Ada is fourteen.
She is just budding into womanhood. Her chest is becoming prominent and there is a wiggle to her backside when she walks. Pimples are taking turns to decorate and leave her face. If you look at her again, you see a head-turner in the making.
But Ada is not bothered about all that. Her primary concern is to help her poor, struggling parents and her three siblings. So, she hawks hot okpa on the streets of Enugu. Her ten year old brother follows with chilled Coke.
Today she is alone. He is unwell.
Yaro is a driver's mate; not by choice, mind you.
He can manoeuvre any kind of long vehicle. He just has not been fortunate enough to get another -- since the accident. If he had not fled the scene when he did, mob action may well have been his lot. So, he assisted other drivers who were willing to have him.

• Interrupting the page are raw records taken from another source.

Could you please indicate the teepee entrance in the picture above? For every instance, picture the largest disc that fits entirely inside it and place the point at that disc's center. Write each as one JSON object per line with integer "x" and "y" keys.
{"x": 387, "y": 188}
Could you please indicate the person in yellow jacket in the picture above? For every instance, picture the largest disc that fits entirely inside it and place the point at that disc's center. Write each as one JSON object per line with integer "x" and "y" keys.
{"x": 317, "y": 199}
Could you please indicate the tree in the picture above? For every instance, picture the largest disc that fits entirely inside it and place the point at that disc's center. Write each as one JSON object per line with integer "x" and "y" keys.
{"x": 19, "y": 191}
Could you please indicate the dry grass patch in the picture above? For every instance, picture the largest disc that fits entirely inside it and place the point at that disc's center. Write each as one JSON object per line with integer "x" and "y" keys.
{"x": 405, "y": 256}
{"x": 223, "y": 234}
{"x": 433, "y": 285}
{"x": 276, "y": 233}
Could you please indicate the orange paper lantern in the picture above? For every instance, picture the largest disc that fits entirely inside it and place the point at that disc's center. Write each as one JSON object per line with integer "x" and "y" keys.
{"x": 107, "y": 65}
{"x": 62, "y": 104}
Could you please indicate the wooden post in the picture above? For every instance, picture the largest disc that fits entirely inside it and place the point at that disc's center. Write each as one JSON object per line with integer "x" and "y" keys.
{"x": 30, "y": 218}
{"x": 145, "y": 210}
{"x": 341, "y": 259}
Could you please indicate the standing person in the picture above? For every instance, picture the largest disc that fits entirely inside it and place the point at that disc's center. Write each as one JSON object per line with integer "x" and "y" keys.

Yaro does not have a wife, not even in his tiny village in Bauchi. He does not understand the obsession with acquiring wives and procreating when one is barely surviving.
He hears the voice of a hawker announcing her wares. He looks up from under the lorry where he is taking a nap. One look and he realizes she is why he has remained unmarried.
What will he do? He remembers the talisman his father gave him. He pulls it out, places his hands on it and says the words he was taught.
Then he calls her.
Ada is not seen again for years.
Her parents report to the Police. But she is a young lady and a street trader. She could be anywhere. Were they even sure this was not an extended tryst?
Five years, eight months later, the news breaks on national TV that a young mother of two, stabbed her husband to death in Kano. She claimed that he charmed and abducted her.
The pregnant neighbour who is being interviewed is Ada.